Time for a rant on events close to home.
Back in 2008 here in my home province of Manitoba, 22 year old Tim Maclean was stabbed to death, among other horrific acts to has post mortem body (check THIS ) . While the circumstances as to WHY the incident occurred (AKA whether or not the perpetrators claim of mental illness is true) is never really going to be known (you can not know what goes on in in ones brain), the affects are still the same.
Tim Maclean is gone, and is not coming back. No matter what punishment that was (or could have been) handed down to Vince Li, would not be good enough for many.
My way of saying to the rest of the public (in particular, local residents of Manitoba) to just let it go, and leave the family in peace.
But as is the case in many of these situations, that was not to happen.
The story did gradually fade from the public eye (as everything eventually does) after the trial was done, and justice was served (or not served, depending on who you ask). And it stayed out of the public eye for awhile.
But then a while ago (a year or 2? not sure) there were big media headlines about Li being granted escorted day trips to (I believe) Selkirk. I believe the reason for this is good behavior.
Of course, this set off a slew of public outcry. Everyone had something to say. It was seen as an insult to Tim Maclean, that his killer be allowed some form of “freedom”. And then there were those with the thoughtlessly provocative attitudes (“This is all because of those bleeding heart liberals, Bring back the death penalty!”, “Hang him high!” , “Lock him up and throw away the key!”).
Whether or not the privileges were ever granted, I am unaware. I am guessing that they were. But either way, the story once again faded into the nether of the media and peoples minds. Where it should have stayed.
But as it happened, that was not to be the case.
This week, it was reported that Vince Li may be granted unsupervised group excursions into not only Selkirk, but also Winnipeg. As you can imagine, this did not bid well to the public at large.
And of course out came the outrage, primarily on places like social media. It seemed like every facebook status with this story mentioned went the same way. First comes the OP, the statement of the headline and the outrage. Then somewhere along the line someone would mention some variation “they should hang em high!”, and this person would get the equivalent written pats on the back.
First things first, I will say that I agree with the public, to a degree.
I have no problem with Vince Li being allowed to wonder the grounds of the facility he is in. He is still under close supervision.
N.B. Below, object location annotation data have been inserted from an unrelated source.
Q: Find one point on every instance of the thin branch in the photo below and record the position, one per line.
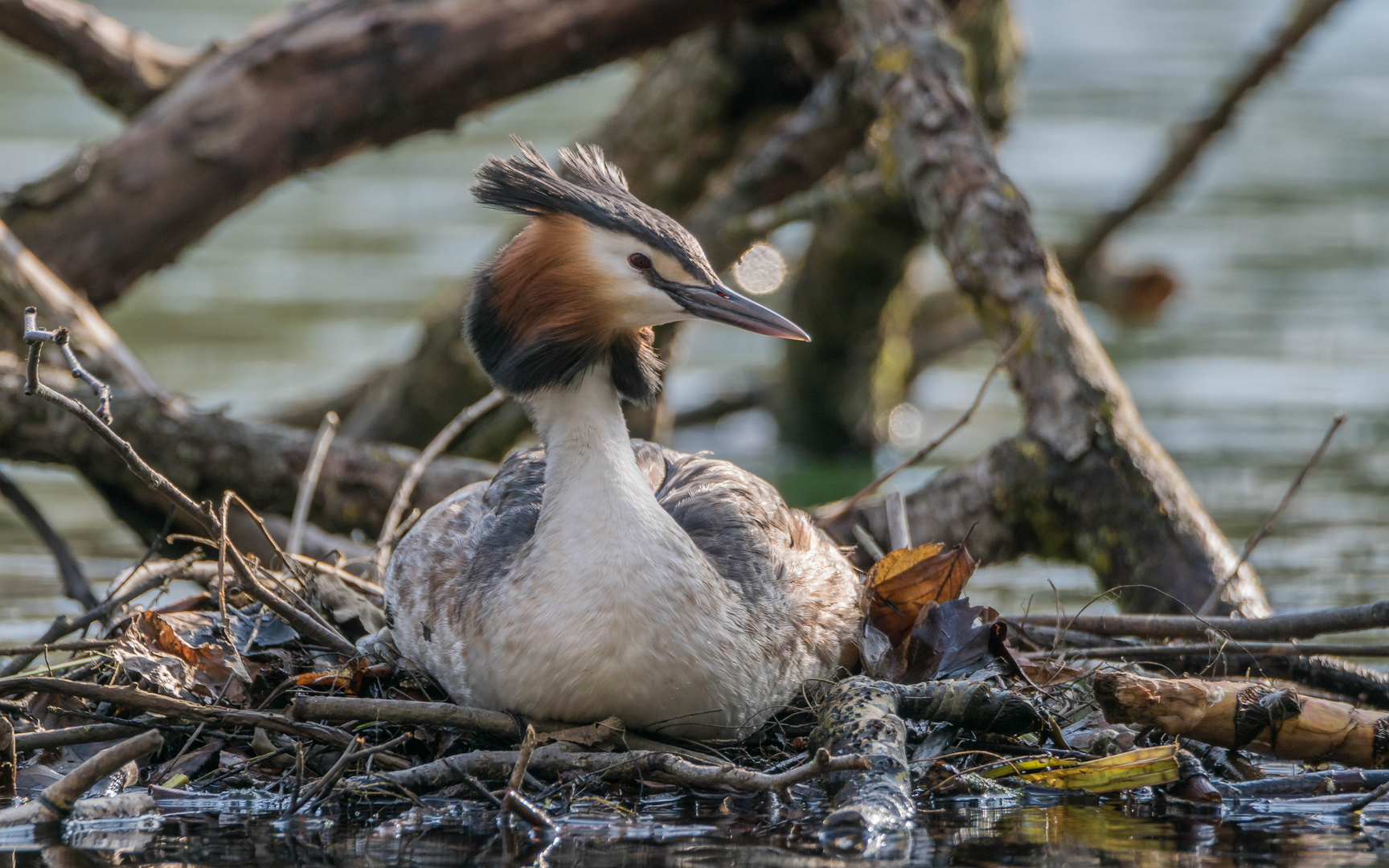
(1276, 628)
(202, 513)
(63, 625)
(309, 482)
(168, 706)
(1198, 133)
(1167, 652)
(121, 67)
(929, 448)
(76, 311)
(70, 570)
(408, 485)
(81, 645)
(1257, 536)
(305, 623)
(553, 760)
As for being allowed to leave the facility (escorted or NOT), I do not really agree with that. It seems to fly in the face of the whole “punishment” of the crime committed.
It can be said that he was not medicated during the crime spree that landed him in jail (if I remember correctly, this was the case). From this, one can see where the insanity defense would seem to warrant a bit less harsh of a treatment.
But the hole that I see in this, is despite the mental problems he had been diagnosed with, a choice was made at some point by him to forgo the medication. Since many who knew LI in life described him as not really being in any way malevolent, and otherwise being seemingly “sane”, one can assume that it was during this time that the decision to abandon the meds was made.
Since this decision was made in a seemingly “clear” frame of mind, the fault of the crimes committed afterward lies solely on his head. In the same way that a drunk driver can not get out of their crime by blaming the drug, Li should not be able to blame the crimes he committed on LACK of a drug.
The drinker made a conscious choice while sober, to drink. VInce Li made a conscious choice while medicated, to NOT medicate.
Keep in mind, some (or all) of the above could be wrong. I am going by memory, for this post. And as such, I am using what I have heard in the past, in stitching together my own personal hypothesis.
The point of this entry is not so much to educate about the crime (I have a google link above that you can use), as it is to condemn (to a degree) the public reaction to this crime.
Do not get me wrong, I do not blame people for expressing anger. People have the right to their own opinions, they have as much right to publish them as I do to publish this piece.
But do not kid yourself, by telling yourself that you are doing it for the Maclean family. I can not speak for them, and I will not try to speak for them.
But if I lost a close friend or family member in this (or any other) way, the last thing I would want to see (or hear about) everywhere I looked was angry and reactionary rhetoric. Especially when I know that the rhetoric is just the latest cause that the public has latched onto, and will eventually change the way it always does.
I understand that we are all susceptible to this. I have probably added to the rhetoric in the past.
Were allowed to have an opinion. But causing the perpetrators of these crimes to go viral and become infamous does nothing. It does not bring back the deceased. It only serves as a reminder.